Part 1: Optimizing on physical hardware
Introduction
For those who don't know it, Discovar is a life
sciences variant caller and small genome assembly code. It turns the
output from sequencers into entire genomes given a reference sequence.
This is computationally very expensive and I decided to take a look at
it under MAP, our OpenMP and MPI profiler.

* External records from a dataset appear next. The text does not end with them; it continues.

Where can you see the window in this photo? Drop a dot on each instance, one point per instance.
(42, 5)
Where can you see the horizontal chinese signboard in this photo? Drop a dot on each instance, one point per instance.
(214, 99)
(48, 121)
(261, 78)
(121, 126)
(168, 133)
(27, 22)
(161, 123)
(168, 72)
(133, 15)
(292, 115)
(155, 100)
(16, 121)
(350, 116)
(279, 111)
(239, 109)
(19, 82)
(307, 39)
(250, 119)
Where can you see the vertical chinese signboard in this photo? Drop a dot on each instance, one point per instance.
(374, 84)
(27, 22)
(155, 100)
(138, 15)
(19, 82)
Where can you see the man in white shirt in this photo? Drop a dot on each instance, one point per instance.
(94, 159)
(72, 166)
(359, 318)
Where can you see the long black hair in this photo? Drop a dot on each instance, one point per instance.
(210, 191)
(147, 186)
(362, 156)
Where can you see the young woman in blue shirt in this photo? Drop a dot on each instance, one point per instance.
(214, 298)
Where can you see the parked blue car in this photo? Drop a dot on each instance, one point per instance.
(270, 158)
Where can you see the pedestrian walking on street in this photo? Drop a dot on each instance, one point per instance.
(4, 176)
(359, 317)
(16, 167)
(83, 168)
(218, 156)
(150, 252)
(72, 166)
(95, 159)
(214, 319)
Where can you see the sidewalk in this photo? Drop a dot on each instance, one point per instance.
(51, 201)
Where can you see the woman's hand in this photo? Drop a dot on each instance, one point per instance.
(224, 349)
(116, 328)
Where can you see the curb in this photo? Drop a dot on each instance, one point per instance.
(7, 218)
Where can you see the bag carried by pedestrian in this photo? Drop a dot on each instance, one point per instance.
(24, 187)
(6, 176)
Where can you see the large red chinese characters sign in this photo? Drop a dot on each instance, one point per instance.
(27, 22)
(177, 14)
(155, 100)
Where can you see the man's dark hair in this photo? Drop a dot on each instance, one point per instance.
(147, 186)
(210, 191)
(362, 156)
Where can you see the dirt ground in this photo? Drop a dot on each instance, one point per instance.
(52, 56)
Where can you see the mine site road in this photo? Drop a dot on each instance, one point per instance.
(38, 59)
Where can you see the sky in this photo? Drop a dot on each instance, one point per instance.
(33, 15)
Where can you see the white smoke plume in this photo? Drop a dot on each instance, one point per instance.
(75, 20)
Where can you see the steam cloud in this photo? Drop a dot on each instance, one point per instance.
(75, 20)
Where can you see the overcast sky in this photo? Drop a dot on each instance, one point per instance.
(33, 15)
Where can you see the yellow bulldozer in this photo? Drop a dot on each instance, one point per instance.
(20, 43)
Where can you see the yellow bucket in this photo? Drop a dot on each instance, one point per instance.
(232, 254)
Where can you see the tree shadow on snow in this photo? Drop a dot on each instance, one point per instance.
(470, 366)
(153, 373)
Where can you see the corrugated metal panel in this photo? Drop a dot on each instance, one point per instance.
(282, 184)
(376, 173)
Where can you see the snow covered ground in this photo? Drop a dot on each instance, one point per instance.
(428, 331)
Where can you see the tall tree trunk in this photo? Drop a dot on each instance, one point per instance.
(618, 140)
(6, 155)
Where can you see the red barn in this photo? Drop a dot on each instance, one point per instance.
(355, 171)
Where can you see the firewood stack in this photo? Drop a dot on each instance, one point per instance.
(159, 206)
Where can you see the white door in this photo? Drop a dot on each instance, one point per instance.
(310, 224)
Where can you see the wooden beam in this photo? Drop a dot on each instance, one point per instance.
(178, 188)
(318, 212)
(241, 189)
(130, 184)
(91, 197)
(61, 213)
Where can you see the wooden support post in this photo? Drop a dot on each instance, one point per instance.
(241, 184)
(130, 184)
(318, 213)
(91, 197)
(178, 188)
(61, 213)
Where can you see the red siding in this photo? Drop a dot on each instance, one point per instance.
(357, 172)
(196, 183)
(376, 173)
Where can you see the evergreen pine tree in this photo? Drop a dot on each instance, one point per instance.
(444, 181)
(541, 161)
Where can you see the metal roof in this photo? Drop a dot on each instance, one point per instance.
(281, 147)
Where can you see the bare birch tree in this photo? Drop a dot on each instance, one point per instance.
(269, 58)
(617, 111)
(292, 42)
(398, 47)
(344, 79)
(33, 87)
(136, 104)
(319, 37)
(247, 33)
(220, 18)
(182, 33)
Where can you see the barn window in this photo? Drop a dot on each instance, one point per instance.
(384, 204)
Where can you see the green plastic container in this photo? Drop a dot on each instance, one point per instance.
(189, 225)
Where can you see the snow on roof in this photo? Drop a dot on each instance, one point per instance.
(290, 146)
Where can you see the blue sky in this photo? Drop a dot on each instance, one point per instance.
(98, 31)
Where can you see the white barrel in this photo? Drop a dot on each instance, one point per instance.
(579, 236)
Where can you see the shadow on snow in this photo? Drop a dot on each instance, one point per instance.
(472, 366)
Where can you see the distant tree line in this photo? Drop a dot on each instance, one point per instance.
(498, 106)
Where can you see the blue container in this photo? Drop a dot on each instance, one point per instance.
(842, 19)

Compiling and Running Discovar
As with many life sciences codes, downloading, compiling and running the Discovar benchmark was refreshingly straightforward:
# Build Discovar $ wget ftp://ftp.broadinstitute.org/pub/crd/Discovar/latest_source_code/LATEST_VERSION.tar.gz $ tar zxf LATEST_VERSION.tar.gz $ cd discovar-* $ ./configure $ make -j32
# Download benchmark code $ wget ftp://ftp.broadinstitute.org/pub/crd/Benchmark/data_only.tar.gz $ tar zxf data_only.tar.gz $ sed s:Discovar:src/Discovar/ -i runme.sh
# Run benchmark $ time ./runme.sh
The results seemed reasonable enough – the benchmark finished in 7.97 minutes with a peak mem of 5.6 GB. That would put our internal 24-core (with hyperthreading) server in the top 4 on the Broad Institute's benchmarking results page.